Since at least 1584, members of the Inns of Court have rallied to the defence of the realm during times of crisis. That tradition continues to this very day, in that 10 Stone Buildings in Lincoln's Inn has been the permanent home of the Inns of Court & City Yeomanry since the building was freed up by the abolition of the Clerks of Chancery in 1842.
There is also an Inn of Court of Northern Ireland. In the Republic of Ireland, there is only one Inn of Court, the Honorable Society of King's Inns.
American Inns of CourtFrom the late 1970s, U.S. Chief Justice Warren Burger led a movement to create Inns of Court in the United States. Although they are loosely modeled after the traditional English Inns, American Inns of Court do not include any real property. They are groups of judges, practicing attorneys, law professors and students who meet regularly to discuss and debate issues relating to legal ethics and professionalism. American Inn of Court meetings typically consist of a shared meal and a program presented by one of the Inn's pupillage teams. Chief Justice Burger and others established the American Inns of Court Foundation in 1985 to promote and charter Inns of Court across the United States.

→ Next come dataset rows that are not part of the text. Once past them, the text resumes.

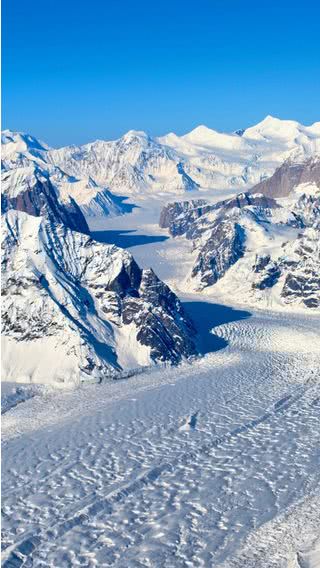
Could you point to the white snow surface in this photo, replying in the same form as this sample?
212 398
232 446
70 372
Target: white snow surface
204 159
214 463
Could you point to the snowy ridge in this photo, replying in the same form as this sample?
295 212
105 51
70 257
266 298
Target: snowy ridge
204 159
252 248
67 295
25 163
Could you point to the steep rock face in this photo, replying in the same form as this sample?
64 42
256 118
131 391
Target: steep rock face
135 163
202 159
74 309
289 175
253 249
221 249
38 196
32 184
302 281
178 216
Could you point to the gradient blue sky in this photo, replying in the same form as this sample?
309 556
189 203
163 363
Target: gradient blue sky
77 70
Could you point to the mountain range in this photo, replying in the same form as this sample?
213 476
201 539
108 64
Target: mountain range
75 309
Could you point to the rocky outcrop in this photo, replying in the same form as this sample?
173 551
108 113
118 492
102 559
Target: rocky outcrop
302 280
221 249
288 176
31 183
83 307
180 215
273 249
41 198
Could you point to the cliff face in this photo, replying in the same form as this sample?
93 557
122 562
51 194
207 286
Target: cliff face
288 176
74 309
252 248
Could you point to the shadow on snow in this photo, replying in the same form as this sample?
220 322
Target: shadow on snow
126 238
207 316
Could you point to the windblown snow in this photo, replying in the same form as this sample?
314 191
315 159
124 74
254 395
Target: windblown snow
160 399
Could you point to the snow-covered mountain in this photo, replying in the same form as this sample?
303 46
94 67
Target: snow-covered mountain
290 174
29 180
204 159
252 248
74 309
136 163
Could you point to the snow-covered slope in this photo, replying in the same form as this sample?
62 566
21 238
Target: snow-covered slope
74 309
252 248
28 178
223 161
204 159
136 163
290 174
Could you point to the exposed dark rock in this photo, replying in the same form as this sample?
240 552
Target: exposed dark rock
42 199
221 250
289 175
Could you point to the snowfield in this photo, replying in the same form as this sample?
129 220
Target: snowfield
214 463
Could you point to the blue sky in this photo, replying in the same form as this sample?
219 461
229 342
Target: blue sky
74 71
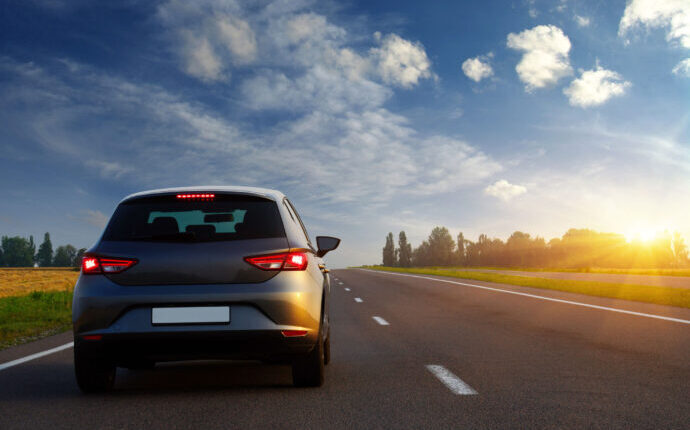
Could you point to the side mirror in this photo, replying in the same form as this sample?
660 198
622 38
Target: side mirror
325 244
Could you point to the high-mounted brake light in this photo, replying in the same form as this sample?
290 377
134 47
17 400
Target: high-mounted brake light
92 265
282 261
196 196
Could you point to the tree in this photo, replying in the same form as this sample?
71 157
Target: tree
32 248
17 252
389 251
460 250
64 256
441 247
44 258
404 250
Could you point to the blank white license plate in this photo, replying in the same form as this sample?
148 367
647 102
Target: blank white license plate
191 315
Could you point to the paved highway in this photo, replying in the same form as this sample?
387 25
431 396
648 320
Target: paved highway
412 352
655 280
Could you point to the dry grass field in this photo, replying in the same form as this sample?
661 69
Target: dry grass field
22 281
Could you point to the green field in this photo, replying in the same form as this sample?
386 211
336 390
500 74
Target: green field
640 293
34 315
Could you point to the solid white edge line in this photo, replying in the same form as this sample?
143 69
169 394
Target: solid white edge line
380 320
12 363
454 384
534 296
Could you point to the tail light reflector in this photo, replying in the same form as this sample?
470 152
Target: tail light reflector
282 261
294 333
93 265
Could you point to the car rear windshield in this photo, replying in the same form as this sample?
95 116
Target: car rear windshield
169 219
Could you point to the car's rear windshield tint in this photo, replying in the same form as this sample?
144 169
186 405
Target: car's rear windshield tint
168 219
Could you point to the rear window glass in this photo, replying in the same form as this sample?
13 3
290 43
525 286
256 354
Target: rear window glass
165 218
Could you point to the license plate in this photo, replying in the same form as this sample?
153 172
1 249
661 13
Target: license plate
191 315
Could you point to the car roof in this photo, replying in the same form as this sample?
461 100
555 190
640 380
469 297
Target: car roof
262 192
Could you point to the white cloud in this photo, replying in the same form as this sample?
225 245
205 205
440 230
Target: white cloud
401 62
95 218
237 37
595 87
504 190
582 21
477 68
682 68
671 14
109 169
199 58
545 59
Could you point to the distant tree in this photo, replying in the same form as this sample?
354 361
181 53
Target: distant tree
389 251
17 252
441 247
404 250
64 256
44 257
421 256
32 248
77 258
460 250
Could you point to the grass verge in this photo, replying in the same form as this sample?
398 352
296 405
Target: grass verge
34 315
640 293
23 280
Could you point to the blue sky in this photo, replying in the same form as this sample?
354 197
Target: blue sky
485 117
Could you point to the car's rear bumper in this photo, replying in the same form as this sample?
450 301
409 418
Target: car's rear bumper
118 319
123 348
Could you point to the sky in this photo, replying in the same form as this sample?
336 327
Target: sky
481 116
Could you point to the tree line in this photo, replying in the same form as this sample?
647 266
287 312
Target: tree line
577 248
18 251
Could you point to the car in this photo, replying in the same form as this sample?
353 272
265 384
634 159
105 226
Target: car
197 273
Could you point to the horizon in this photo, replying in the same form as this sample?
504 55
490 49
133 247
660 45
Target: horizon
372 118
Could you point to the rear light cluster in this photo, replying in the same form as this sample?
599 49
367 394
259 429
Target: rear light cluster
282 261
91 265
203 196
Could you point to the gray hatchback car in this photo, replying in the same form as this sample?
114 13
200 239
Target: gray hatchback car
202 273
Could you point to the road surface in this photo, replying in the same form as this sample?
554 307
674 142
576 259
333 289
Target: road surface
655 280
412 352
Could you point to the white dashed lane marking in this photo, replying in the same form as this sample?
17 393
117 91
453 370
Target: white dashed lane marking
380 320
452 382
9 364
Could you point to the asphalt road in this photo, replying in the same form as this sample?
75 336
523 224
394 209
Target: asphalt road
532 363
654 280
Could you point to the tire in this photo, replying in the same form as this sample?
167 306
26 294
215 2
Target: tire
327 349
307 371
93 375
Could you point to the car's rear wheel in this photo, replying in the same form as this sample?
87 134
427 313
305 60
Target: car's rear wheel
94 375
327 349
307 371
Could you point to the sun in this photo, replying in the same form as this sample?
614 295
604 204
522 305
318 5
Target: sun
642 234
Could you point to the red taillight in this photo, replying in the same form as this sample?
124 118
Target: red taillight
92 265
196 196
294 333
282 261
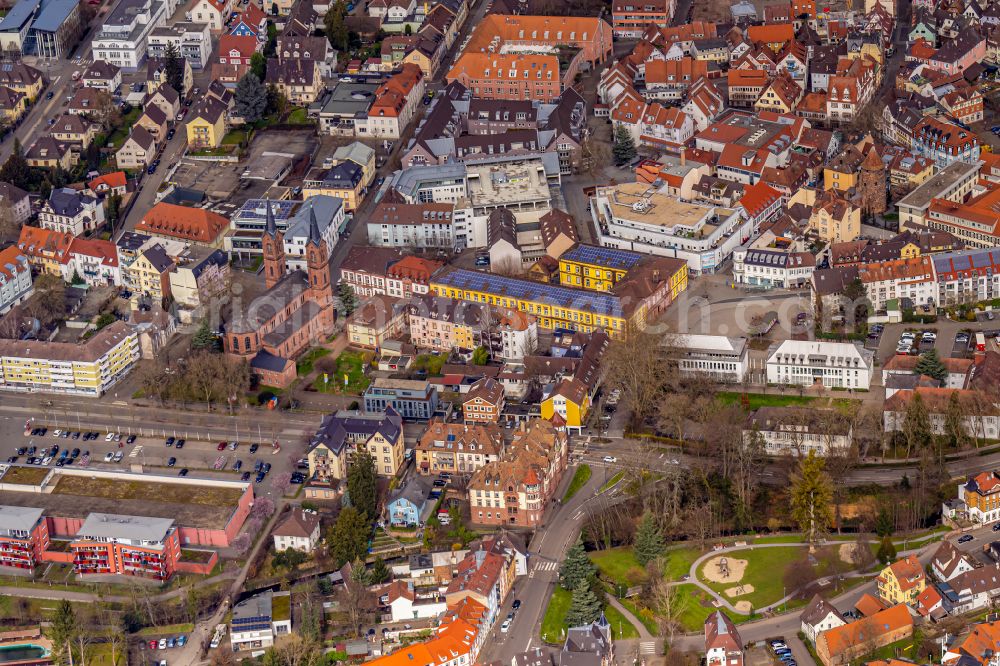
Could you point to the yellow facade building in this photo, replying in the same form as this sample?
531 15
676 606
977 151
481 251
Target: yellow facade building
902 581
89 369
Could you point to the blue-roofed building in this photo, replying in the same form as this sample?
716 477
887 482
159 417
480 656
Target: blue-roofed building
46 28
57 29
595 267
967 276
16 25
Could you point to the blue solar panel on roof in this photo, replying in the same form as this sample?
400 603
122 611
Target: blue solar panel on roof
603 256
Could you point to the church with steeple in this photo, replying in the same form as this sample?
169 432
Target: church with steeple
296 311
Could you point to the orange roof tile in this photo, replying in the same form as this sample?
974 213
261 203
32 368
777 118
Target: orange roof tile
192 224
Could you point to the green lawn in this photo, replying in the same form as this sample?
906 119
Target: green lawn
307 361
121 132
695 610
620 627
580 478
765 571
613 480
757 400
349 363
619 565
553 622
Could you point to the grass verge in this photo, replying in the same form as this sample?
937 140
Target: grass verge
580 478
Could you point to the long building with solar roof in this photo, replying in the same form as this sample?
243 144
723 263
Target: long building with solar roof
647 291
596 268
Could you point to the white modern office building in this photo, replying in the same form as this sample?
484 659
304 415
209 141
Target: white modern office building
636 216
718 357
124 36
845 365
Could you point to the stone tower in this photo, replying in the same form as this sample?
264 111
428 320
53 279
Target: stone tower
318 267
871 184
273 243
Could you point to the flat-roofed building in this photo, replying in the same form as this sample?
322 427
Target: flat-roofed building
24 535
109 544
953 183
637 217
718 357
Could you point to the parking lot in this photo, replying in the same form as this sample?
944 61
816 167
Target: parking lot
43 446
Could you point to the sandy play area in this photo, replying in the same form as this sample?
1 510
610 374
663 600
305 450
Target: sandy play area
713 571
739 591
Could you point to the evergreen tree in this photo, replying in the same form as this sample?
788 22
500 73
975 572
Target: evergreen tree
174 66
811 496
16 170
954 422
576 567
930 364
348 301
917 425
362 485
623 149
348 538
360 573
886 551
250 98
258 65
379 573
204 338
649 543
585 607
62 632
336 27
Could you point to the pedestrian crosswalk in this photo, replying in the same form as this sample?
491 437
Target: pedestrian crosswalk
542 565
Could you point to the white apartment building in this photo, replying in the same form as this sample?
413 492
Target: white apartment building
71 212
15 278
637 217
901 278
773 268
797 431
718 357
257 620
123 37
90 368
192 40
809 362
412 225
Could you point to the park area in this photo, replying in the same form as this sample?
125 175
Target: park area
345 375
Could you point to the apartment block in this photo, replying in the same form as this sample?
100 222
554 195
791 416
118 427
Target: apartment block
110 543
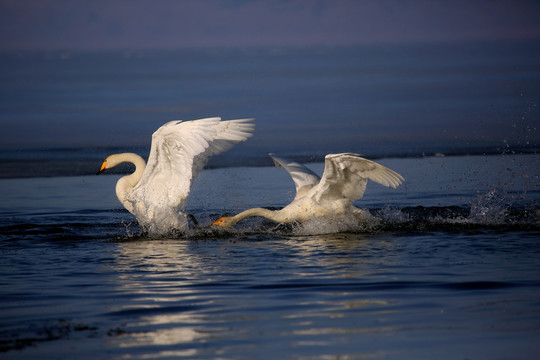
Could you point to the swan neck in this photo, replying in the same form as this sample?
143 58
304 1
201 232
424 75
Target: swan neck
136 160
269 214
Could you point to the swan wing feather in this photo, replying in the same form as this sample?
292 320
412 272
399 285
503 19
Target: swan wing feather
179 151
346 175
304 178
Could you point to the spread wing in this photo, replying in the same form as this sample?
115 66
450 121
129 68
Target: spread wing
346 175
178 153
304 179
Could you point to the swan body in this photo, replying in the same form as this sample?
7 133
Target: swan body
156 192
329 198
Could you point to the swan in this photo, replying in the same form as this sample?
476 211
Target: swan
155 192
328 198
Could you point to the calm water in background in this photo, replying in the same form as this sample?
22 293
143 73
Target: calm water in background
452 273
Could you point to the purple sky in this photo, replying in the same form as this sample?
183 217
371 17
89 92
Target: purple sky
110 24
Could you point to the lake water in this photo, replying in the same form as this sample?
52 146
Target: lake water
452 272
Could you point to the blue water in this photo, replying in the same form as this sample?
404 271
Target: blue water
452 272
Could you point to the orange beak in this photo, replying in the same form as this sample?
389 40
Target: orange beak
103 167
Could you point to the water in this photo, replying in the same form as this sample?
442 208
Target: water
453 272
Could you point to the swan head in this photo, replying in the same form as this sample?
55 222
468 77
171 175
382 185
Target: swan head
224 221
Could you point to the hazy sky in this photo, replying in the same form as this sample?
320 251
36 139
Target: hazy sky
109 24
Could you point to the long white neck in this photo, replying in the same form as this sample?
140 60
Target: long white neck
276 216
126 183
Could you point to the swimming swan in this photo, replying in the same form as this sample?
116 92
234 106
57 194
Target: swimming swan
156 191
330 198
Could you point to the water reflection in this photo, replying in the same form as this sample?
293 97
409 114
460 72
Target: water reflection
199 298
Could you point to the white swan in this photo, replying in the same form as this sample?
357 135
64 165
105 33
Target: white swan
156 191
330 198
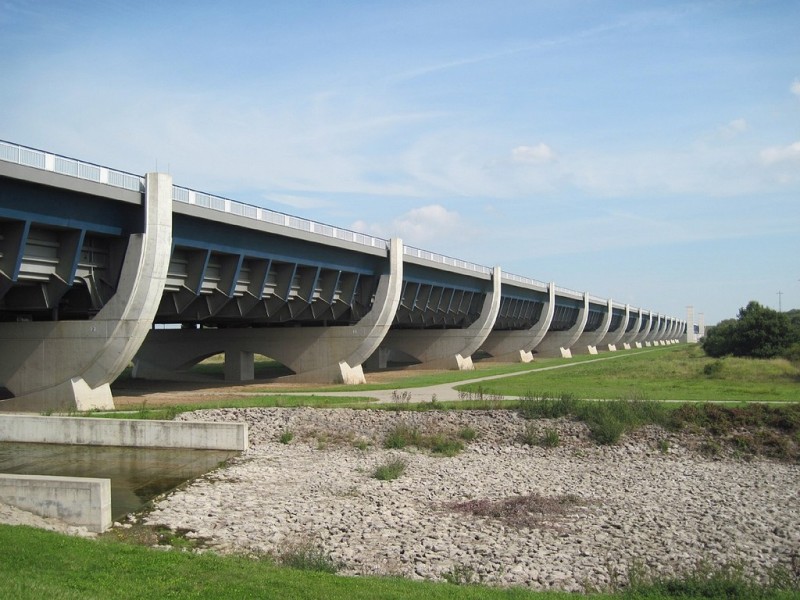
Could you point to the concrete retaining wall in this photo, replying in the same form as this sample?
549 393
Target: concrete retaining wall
81 501
123 432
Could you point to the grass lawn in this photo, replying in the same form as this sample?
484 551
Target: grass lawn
37 564
288 401
671 373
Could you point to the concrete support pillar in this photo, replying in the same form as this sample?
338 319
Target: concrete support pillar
613 337
640 337
629 337
239 365
315 354
588 341
559 343
691 337
450 348
517 346
70 364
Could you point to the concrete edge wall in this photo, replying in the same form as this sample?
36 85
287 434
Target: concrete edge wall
123 432
80 501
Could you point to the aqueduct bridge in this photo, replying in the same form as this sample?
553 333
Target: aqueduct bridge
93 260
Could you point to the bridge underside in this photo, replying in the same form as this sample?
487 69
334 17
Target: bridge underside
94 278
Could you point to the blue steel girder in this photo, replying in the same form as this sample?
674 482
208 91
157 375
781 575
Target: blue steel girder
62 250
565 313
258 278
617 315
518 313
597 312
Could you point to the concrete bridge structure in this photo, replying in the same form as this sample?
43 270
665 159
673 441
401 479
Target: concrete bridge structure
100 268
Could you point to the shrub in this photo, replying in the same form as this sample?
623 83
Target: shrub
307 558
467 434
543 406
389 471
444 446
550 439
401 436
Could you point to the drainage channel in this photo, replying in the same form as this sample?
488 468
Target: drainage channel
137 474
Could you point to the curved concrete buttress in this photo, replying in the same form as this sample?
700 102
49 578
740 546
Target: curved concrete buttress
70 364
450 348
315 354
517 346
642 335
559 343
655 330
612 337
588 341
628 336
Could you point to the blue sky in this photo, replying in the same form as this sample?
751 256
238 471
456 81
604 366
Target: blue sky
645 151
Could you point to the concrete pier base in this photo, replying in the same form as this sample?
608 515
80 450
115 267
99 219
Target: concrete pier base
559 343
80 501
450 348
62 365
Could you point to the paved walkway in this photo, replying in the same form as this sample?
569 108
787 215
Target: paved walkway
444 392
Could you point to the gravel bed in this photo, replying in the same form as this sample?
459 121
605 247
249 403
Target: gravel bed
637 504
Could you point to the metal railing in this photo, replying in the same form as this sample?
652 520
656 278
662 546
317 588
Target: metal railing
568 291
524 280
445 260
46 161
188 196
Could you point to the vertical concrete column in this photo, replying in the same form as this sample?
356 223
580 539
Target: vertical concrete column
517 346
450 348
644 331
629 337
315 354
612 339
559 343
70 364
691 338
589 340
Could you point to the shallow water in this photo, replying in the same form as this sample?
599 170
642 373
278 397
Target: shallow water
137 474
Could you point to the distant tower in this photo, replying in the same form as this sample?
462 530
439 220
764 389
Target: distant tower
691 338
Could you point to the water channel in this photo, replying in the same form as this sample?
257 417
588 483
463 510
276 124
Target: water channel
137 474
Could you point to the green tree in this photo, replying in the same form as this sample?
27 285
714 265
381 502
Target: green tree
758 331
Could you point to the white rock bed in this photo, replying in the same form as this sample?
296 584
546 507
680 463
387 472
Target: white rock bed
641 506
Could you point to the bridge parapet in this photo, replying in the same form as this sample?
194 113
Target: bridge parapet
47 161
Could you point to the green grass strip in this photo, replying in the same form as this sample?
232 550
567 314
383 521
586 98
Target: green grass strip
38 564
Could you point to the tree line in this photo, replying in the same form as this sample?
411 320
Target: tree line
757 332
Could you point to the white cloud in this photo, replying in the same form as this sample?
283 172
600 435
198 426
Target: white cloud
776 154
733 128
295 201
431 225
539 153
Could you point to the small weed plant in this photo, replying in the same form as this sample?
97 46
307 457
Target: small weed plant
467 434
389 471
440 444
307 557
532 510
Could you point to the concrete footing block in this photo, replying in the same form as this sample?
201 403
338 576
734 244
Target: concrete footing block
79 501
123 432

The U.S. does not require attorneys to be a member of an Inn of Court, and many of the equivalent functions are performed by Bar Associations. However, some states do require attorneys to belong to the official bar association, e.g., the State Bar of Michigan, while other states, such as Illinois, do not make compulsory membership in an official bar association a condition of licensure. But neither voluntary bar associations (including the American Inns of Court) nor mandatory bar associations typically have any role in training or licensing of law students that would be comparable to that function of the four Inns of Court in selection and training of new barristers.